O pimpolho em questão havia chegado a esse mundo poucos dias antes, e como todo bebê que se preza, acordava na madrugada, requerendo cuidados, e era atendido pelos pais no sistema de revezamento. Naquela noite, ele já os havia despertado muitas vezes, com o berreiro peculiar, para mamar, trocar a fralda ou simplesmente para marcar presença: “estou na área”.
Na quinquagésima segunda vez, era o turno do Papai. Ele foi ao quarto do filhote, sem acender a luz para não prejudicar o sono do pequeno e tirou sua roupinha molhada. Ele estava choroso e incomodado e Papai decidiu fazer-lhe uma massagem relaxante para deixá-lo confortável. Na prateleira acima do bercinho, pegou um hidratante no cestinho todo decorado em azul e branco, pela Mamãe, e com cuidado, começou a passá-lo na pele delicada do bebê.

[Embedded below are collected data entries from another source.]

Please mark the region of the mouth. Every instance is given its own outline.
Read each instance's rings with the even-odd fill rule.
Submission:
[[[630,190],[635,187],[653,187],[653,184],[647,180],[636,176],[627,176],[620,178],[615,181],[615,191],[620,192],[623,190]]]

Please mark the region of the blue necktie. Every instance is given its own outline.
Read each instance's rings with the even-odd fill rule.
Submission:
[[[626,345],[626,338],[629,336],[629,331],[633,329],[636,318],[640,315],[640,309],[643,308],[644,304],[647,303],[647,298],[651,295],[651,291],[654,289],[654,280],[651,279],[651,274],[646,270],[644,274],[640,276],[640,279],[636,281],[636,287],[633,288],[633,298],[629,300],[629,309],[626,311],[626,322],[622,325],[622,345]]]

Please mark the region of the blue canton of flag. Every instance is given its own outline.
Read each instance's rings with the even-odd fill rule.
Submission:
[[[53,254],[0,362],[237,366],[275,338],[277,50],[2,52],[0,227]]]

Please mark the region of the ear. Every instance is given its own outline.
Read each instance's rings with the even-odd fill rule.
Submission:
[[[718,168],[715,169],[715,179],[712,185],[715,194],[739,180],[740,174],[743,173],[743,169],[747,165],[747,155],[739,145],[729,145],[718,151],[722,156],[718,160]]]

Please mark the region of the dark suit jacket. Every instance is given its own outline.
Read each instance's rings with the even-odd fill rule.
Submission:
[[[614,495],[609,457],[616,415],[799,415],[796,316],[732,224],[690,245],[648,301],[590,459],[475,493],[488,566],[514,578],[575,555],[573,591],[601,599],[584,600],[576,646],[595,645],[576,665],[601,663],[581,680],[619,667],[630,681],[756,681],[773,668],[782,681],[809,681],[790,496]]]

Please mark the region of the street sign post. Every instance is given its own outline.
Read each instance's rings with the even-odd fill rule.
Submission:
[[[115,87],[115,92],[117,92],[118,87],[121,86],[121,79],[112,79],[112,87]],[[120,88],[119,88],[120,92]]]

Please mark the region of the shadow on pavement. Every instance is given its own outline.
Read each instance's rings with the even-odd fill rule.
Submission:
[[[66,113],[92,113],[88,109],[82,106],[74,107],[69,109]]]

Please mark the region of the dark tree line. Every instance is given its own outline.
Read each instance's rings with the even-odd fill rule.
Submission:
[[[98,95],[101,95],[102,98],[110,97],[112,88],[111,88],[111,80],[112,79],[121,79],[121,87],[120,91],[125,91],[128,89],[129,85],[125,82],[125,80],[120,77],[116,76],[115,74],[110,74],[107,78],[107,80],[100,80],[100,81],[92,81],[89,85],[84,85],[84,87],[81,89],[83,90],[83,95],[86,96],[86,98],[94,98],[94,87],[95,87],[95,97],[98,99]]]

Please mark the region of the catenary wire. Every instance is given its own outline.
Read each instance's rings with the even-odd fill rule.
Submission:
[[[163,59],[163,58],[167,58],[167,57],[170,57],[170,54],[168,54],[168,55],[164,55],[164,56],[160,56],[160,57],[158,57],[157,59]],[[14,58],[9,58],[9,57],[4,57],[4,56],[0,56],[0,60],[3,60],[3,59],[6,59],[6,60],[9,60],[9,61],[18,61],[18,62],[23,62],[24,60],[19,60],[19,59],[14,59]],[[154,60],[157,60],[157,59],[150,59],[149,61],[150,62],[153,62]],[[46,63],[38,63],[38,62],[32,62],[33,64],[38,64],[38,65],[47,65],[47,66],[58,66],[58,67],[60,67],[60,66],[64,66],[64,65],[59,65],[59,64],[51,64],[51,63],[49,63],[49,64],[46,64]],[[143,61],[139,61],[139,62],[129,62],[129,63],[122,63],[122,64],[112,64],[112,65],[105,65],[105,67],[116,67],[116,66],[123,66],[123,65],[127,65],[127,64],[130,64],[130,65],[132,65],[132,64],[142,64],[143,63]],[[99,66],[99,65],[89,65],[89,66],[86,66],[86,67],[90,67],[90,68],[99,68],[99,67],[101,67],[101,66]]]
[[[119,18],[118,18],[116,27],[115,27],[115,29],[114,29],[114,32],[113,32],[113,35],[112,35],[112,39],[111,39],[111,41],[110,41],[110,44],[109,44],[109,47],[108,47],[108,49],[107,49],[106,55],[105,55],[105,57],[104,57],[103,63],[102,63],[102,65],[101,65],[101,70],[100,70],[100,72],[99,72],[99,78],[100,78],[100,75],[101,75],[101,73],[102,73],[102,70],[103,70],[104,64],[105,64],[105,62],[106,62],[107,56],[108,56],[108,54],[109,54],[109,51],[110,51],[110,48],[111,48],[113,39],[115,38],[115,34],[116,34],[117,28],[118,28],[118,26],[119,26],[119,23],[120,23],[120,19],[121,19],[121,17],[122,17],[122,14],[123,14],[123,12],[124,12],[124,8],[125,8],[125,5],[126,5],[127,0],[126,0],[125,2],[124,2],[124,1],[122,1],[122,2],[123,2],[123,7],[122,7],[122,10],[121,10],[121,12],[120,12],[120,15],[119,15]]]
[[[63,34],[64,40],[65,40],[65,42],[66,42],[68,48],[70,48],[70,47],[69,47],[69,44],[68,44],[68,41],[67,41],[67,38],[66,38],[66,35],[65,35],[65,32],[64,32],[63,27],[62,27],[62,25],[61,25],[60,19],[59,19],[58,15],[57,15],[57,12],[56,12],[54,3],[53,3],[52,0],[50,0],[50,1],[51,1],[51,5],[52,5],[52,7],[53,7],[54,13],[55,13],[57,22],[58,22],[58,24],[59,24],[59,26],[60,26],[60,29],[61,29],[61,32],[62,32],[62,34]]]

Na penumbra do quarto, iluminado apenas pela luz suave do abajur, Papai deslizava as mãos na barriguinha, nos braços e nos ombros de seu filhinho, que foi aos poucos se acalmando e parou de chorar.
Papai percebeu que depois de vários minutos, a pele da criança continuava úmida. Que hidratante estranho, pensou. Acendeu a luz do corredor e voltou ao berço. O menininho estava escorregadio como um quiabo. Papai tentou secá-lo com lencinhos umedecidos, depois com algodão embebido em água morna, mas foi pior. Agora havia espuma.
Não teve jeito. Por mais que Papai tentasse retirar o produto, mais suas mãos deslizavam na pele da criança. Foi preciso providenciar, em plena madrugada, um banho completo, com muitos enxágues, para retirar todo o sabonete líquido da pele do pimpolho, antes de vesti-lo e acomodá-lo novamente para dormir.